Re: [DISCUSS] FLIP-107: Reading table columns from different parts of source records

Jark Wu Mon, 07 Sep 2020 20:14:09 -0700

Hi Timo,

1.  "`Map<String, DataType> listReadableMetadata()` only allows one
possible DataType for a metadata key."
I think the main purpose of the metadata feature is to access the Kafka
timestamp and use it as a rowtime attribute.
If we force users to use the specific type, then this feature might be
tricky to use,
e.g. rowtime AS CAST(CAST(SYSTEM_METADATA("timestamp") AS BIGINT) AS
TIMESTAMP(3) WITH LOCAL TIME ZONE). It will be super long.


My suggestion would be either we use "TIMESTAMP(3) WITH LOCAL TIME ZONE" as
the defined type of Kafka timestamp,
or allow different types in the CAST iff the defined type can be casted to
the cast type, for example,
CAST(SYSTEM_METADATA("partition") AS BIGINT) can be valid, because the
defined type "INT" can be casted to the cast type "BIGINT".

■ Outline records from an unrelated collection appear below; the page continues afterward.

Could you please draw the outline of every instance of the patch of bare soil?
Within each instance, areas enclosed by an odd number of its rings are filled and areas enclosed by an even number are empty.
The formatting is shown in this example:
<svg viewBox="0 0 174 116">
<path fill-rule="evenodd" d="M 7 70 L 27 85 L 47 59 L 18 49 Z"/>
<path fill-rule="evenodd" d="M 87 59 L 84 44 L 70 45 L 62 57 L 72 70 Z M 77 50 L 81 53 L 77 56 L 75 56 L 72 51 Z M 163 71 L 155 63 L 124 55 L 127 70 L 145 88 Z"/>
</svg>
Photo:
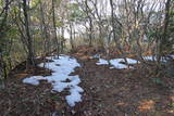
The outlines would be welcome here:
<svg viewBox="0 0 174 116">
<path fill-rule="evenodd" d="M 51 70 L 40 67 L 26 70 L 18 66 L 7 79 L 7 88 L 0 90 L 0 116 L 174 115 L 174 92 L 152 82 L 146 69 L 109 69 L 108 66 L 97 66 L 97 60 L 90 60 L 86 53 L 75 53 L 82 67 L 71 74 L 77 74 L 82 79 L 83 102 L 70 107 L 64 98 L 69 92 L 52 93 L 51 85 L 46 81 L 39 86 L 22 83 L 23 78 L 51 75 Z M 173 85 L 174 80 L 165 79 L 165 82 Z"/>
<path fill-rule="evenodd" d="M 157 85 L 144 68 L 109 69 L 96 60 L 82 61 L 76 73 L 85 90 L 78 116 L 173 116 L 174 94 Z M 174 83 L 174 80 L 171 80 Z"/>
</svg>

The former one is more concise, the later one is more flexible. What do you
think?

2. "I don't see a reason why `DecodingFormat#applyReadableMetadata` needs a
DataType argument."
Do you mean the output TypeInformation of the `DeserializationSchema` can
be calculated via producedDataType + metadata columns?
Then maybe we also don't need the outputDataType argument for
`SupportsReadingMetadata#applyReadableMetadata`.
I guess the outputDataType is needed here because
of SupportsComputedColumnPushDown?  Btw, Shengkai started a discussion in
the
mailing list to merge `SupportsComputedColumnPushDown` and
`SupportsWatermarkPushdown` interfaces [1].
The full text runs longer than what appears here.